ランダム係数モデルでは、ランダム性が変数に影響を与えるとしました。 この場合では、産地と植物の種類が相関がありそうなので、それを踏まえて考えてみます。

ランダム係数モデルはbrm内で

(影響を受ける変数|因子)

と指定します。この時、

(影響を受ける変数||因子)

だと、因子の影響で変数が変化することを表現できます。 また、

(影響を受ける変数|因子)

因子の影響とそれによって影響を受ける変数の影響を同時に受ける、係数同士の相関を表現する事ができます。

そのようにしてやってみるとこんな感じになりました。

f:id:nogawanogawa:20200222171054p:plain:w600

評価とかあんまりわかりませんが、よくなさそうです。

ちなみに、ランダム切片モデルと思ってやってみるとこんな感じになりました。

f:id:nogawanogawa:20200222171009p:plain:w600

なんともよくわかりませんが、こっちの方がよく捉えている気がします。

モデリングに使えることは分かりましたが、実施したモデリングが正しいかは別問題ですね。 この辺の妥当性については、評価の仕方をちゃんと勉強しないといけないですね。

参考

qiita.com

https://prs.ism.ac.jp/~nakama/Rjp/datasets-manual.pdf

使ったコード

github.com

感想

前回と比較して考えるモデルは難しくなった気がします。 その分、より複雑な内部構造を考えても対応できる強力な考え方だなと感じます。
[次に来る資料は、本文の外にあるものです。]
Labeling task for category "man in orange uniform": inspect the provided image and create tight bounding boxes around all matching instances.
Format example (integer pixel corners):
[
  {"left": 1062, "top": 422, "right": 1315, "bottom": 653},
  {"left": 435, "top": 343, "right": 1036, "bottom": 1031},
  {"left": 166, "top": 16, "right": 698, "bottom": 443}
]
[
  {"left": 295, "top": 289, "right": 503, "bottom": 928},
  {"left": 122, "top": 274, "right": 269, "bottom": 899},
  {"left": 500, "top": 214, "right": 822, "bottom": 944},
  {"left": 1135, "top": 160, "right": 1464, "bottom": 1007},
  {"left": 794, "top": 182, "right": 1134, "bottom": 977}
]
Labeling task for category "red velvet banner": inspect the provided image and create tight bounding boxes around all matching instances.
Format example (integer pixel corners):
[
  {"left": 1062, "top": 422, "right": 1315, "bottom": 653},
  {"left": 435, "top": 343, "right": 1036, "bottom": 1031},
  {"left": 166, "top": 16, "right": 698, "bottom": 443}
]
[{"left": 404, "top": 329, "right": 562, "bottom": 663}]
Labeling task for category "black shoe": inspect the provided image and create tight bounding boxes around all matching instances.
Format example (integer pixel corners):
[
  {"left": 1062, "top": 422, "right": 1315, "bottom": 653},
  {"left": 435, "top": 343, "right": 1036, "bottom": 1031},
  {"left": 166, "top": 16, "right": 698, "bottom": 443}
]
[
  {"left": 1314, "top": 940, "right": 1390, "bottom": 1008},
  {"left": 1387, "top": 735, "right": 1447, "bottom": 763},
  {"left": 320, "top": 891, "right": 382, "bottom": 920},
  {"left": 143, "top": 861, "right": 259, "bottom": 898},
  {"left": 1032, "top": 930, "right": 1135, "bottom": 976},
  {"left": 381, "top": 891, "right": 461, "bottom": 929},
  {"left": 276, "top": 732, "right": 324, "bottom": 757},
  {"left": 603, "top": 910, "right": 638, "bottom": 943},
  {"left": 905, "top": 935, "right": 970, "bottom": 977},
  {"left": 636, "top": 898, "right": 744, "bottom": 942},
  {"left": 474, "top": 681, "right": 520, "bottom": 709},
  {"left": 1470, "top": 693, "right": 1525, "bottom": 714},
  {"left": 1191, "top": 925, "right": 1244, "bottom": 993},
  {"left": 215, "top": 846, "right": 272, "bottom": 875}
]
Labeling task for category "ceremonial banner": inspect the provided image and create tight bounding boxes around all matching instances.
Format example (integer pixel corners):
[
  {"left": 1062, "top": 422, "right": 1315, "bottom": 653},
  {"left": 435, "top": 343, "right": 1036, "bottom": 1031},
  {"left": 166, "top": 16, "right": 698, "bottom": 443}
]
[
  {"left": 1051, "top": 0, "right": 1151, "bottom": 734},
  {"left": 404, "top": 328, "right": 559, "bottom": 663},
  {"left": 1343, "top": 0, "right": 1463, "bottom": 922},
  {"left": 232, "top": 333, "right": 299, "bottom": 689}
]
こちらの本では状態空間モデルがこのあと紹介されますが、状態空間モデルについては別に積ん読がありますのでそちらできちんと勉強したいと思います。

こちらの本は、理論重視というよりはモデリングをどうやってやるかという視点で書かれているので、より実務で使用することを想定したような本でした。 どちらかといえばコードを書きながら、モデルリングとはどうやってやるかに重心があるので、難しい数式の証明とかにアレルギーのある方は、この本などから入るとモデリングを考えながら入門できて良いかと思いました。

あとは、いろいろ叩けばモデリングはできそうですが、その評価とかセオリーとかは別途やらないといけないですね。 まあ、Rの勉強と思えば、こんなもんですかね。